Ilustrasi Maling Motor. (Foto: Shutterstock)
Dream – Menjelang Lebaran, tak hanya penjualan kendaraan bermotor yang meningkat. Aksi kriminalitas seperti pencurian juga makin marak. Salah satu penyebabnya adalah kebutuhan untuk Hari Raya Idul Fitri.
Tingginya kebutuhan Lebaran membuat sebagian orang nekat mencuri mobil atau motor.
Tak cuma di malam hari, para pencuri yang sudah nekat berani melakukan aksinya di tengah hari bolong atau sore hari.
Saat kondisi seperti ini, pemilik kendaraan, terutama sepeda motor, biasanya akan melengkapi pengamanan tambahan untuk tunggangan kesayangannya. Setidaknya, dengan alat tambahan itu, ruang gerak pencuri sepeda motor bisa dipersempit.
Berikut ini adalah beberapa alat tambahan untuk memperkecil aksi pencurian.
Gembok Motor
Alat ini bisa mempersulit pencuri untuk membawa motor yang diinginkan. Gembok biasnaya dipasang di lubang cakram depan.
Stiker Tanda Pengenal dan Alarm
Stiker tanda pengenal khas bisa membantu pemilik mengenali motor kesayangan. Jangan lupa untuk menambahkan sistem alarm anti maling pada motor. Kamu bisa memasangnya melalui bengkel resmi.
Sistem Keyless Ignition System
Sistem keyless ignition system juga bisa membuat motor menjadi lebih aman. Sistem ini akan mendeteksi kunci remote dalam radius satu meter. Kalau terdeteksi, itu artinya pemilik motor sudah bisa menyalakan mesin.
Pasang GPS
Pemasangan GPS saat ini cukup penting. Terlebih, alatnya sudah termasuk alat pengaman dan pelacak yang bisa terkoneksi dengan ponsel pintar alias smartphone berbasis Android dan iOS dengan aplikasi khusus.

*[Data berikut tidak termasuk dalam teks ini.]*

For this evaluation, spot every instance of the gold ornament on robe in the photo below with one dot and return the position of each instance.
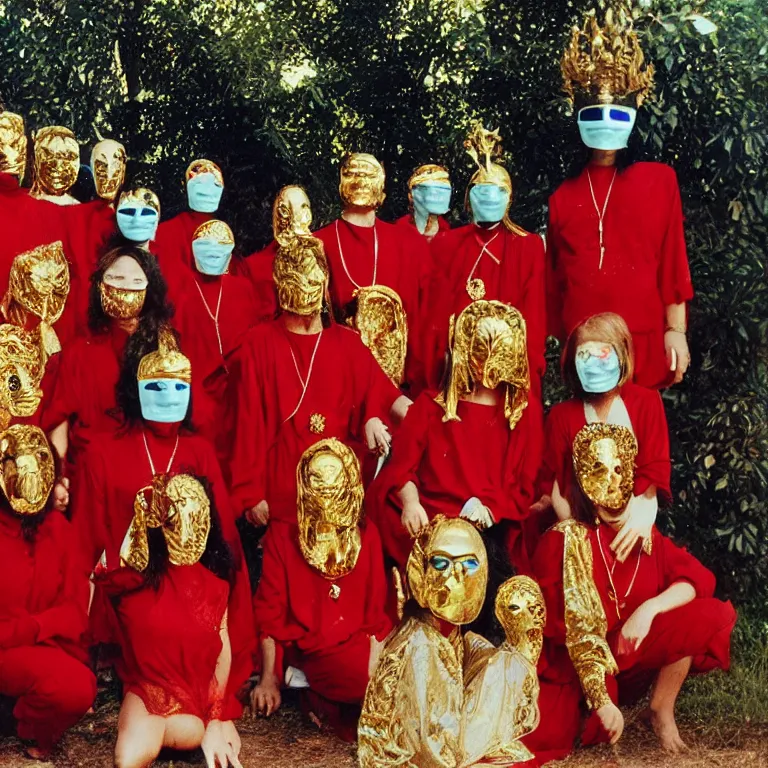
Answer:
(291, 214)
(329, 505)
(108, 159)
(484, 147)
(501, 685)
(27, 471)
(488, 346)
(300, 271)
(383, 326)
(181, 507)
(605, 64)
(13, 145)
(57, 163)
(603, 462)
(362, 181)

Selain itu, pilih juga alat yang memang bisa menghidupkan dan mematikan mesin motor. Jadi, saat motor sudah diambil pencuri, sebagai pemilik bisa langsung mematikan mesin atau jika benar-benar sudah hilang, kendaraan kesayangan masih bisa dilacak keberadaannya, dan setidaknya membantu polisi untuk mencarinya.